@CynthiaWei wrote:
Hi,
Thank you so much for the code! I was not able to work on this project in the past weeks so sorry for my late reply.
I think your understanding is quite close to my task. I think there is one criterion needs to add here: if a given combination of id*first_date*edu*class has one record do nothing, i.e. leave the last_date value as is. But if that combination has more than one record and one record has a date difference of 0, then assign last_date=first_date for the rest. So, if a given combination of id*first_date*edu*class has more than one record but each record has a date difference >0 and none of the records has a date difference of 0 within this ID, then leave them. Examples like follows:(there is no record like "5 8-19-2017 8-19-2017 1 1" for this person)

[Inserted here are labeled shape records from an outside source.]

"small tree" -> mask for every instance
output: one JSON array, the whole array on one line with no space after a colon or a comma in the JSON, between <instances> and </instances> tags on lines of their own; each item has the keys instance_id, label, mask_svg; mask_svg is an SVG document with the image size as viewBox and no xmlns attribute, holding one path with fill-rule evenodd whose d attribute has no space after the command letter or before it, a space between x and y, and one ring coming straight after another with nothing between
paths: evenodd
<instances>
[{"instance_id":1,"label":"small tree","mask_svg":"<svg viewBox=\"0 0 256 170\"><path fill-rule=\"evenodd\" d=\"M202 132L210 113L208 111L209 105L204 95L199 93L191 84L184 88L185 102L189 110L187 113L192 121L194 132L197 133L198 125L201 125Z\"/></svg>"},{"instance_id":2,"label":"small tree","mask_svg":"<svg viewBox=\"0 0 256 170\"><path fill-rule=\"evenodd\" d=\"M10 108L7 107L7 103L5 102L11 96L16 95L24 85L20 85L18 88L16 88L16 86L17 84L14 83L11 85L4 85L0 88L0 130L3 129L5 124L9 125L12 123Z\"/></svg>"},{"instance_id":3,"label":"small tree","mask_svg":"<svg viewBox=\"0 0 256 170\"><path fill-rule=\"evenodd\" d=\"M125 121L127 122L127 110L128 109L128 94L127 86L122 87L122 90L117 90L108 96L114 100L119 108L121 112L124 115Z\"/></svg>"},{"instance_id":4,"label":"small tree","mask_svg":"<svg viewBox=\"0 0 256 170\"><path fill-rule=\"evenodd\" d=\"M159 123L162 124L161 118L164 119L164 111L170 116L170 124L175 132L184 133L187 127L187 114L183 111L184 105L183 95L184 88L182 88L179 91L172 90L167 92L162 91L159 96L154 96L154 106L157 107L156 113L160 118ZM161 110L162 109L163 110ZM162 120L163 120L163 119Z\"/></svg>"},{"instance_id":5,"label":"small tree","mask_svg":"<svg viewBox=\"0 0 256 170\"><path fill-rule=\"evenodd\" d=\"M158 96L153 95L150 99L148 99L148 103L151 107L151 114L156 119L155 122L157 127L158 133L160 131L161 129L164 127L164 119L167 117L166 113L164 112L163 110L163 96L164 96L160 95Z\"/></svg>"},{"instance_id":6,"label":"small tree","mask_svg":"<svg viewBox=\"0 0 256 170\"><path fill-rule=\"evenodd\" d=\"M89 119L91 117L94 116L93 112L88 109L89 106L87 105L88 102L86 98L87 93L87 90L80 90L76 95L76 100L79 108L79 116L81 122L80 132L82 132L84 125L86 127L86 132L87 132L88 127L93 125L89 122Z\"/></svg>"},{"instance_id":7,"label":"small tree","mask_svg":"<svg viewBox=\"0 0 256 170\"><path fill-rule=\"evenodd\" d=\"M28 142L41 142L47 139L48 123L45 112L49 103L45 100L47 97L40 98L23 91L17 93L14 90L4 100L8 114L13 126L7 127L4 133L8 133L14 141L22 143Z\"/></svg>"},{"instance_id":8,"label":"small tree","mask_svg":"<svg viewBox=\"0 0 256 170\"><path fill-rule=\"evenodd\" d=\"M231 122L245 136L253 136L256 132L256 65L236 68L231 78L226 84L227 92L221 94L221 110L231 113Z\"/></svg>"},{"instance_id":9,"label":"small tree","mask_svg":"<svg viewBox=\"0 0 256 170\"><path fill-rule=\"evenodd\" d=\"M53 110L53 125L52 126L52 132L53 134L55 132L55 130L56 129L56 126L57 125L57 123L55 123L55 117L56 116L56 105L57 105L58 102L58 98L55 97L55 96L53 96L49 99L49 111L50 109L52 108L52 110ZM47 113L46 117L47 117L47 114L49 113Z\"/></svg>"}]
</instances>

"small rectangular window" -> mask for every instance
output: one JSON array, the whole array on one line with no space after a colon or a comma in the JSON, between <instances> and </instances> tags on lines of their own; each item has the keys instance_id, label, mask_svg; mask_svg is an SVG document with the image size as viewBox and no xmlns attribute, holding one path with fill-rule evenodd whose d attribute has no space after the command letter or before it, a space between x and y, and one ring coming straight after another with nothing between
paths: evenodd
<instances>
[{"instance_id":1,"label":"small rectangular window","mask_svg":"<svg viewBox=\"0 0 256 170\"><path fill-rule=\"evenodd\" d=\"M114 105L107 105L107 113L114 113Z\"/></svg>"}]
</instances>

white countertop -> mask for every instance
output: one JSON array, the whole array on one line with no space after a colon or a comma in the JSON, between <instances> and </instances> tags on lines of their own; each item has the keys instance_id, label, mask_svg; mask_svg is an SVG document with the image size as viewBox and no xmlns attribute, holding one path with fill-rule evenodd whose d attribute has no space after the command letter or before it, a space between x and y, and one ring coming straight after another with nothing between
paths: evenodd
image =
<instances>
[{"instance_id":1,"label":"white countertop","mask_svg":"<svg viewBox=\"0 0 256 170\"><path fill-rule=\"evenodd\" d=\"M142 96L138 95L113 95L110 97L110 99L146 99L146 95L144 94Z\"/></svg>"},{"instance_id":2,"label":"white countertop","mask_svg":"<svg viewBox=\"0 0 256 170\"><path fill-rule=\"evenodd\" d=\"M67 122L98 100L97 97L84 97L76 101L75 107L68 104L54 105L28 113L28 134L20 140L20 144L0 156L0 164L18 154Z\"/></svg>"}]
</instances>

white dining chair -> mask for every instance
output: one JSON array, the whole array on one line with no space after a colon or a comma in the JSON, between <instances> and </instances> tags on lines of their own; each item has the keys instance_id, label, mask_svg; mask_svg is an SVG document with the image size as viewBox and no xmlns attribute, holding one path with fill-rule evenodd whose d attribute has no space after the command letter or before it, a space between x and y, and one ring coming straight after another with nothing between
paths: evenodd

ID First_date Last_date EDU Class
5 8-19-2017 11-11-2017 1 1 5 8-19-2017 12-22-2017 1 1
Could you please advice me what the code look like when incorporating the above situation. I apologize for not specifying this before.
So instead of assigning last_date=first_date for all combinations that have multiple records, as I had programmed before, just do it for all combinations that have multiple records, of which at least one already has last_date=first_date:
In that case then during the first pass, the program should still count records by combination. But in addition, if any record has first_date=last_date, then add (say) 1,000 to the count. I choose 1,000 because I assume no combination is likely to have near 1,000 records.
This means:
A single record would have count=1 or 1,001
Multiple records would have counts 2,3,4,... or 1,002+
Therefore, during the second pass, only count>1,001 requires assigning last_date=first_date
data want;
set have (in=firstpass) have (in=secondpass);
by id;
array _n_fdates {%sysevalf("01jan2015"d):%sysevalf("31dec2017"d),3,3} _temporary_;
if first.id then call missing(of _n_fdates{*});
if firstpass then do;
_n_fdates{first_date,edu,class}+1;
if first_date=last_date then _n_fdates{first_date,edu,class}+1000;
end;
if secondpass;
if _n_fdates{first_date,edu,class}>1001 then last_date=first_date;
run;
And if the variables that are going to be involved in a given combination are varA, varB, varC, varD, varE, varF and varG, I just need to put all of them in the "{}" in the if then statement, right?
In short yes. Make provision for each variable in the array statement, and then use those variable names as the array indexes in the subsequent statements.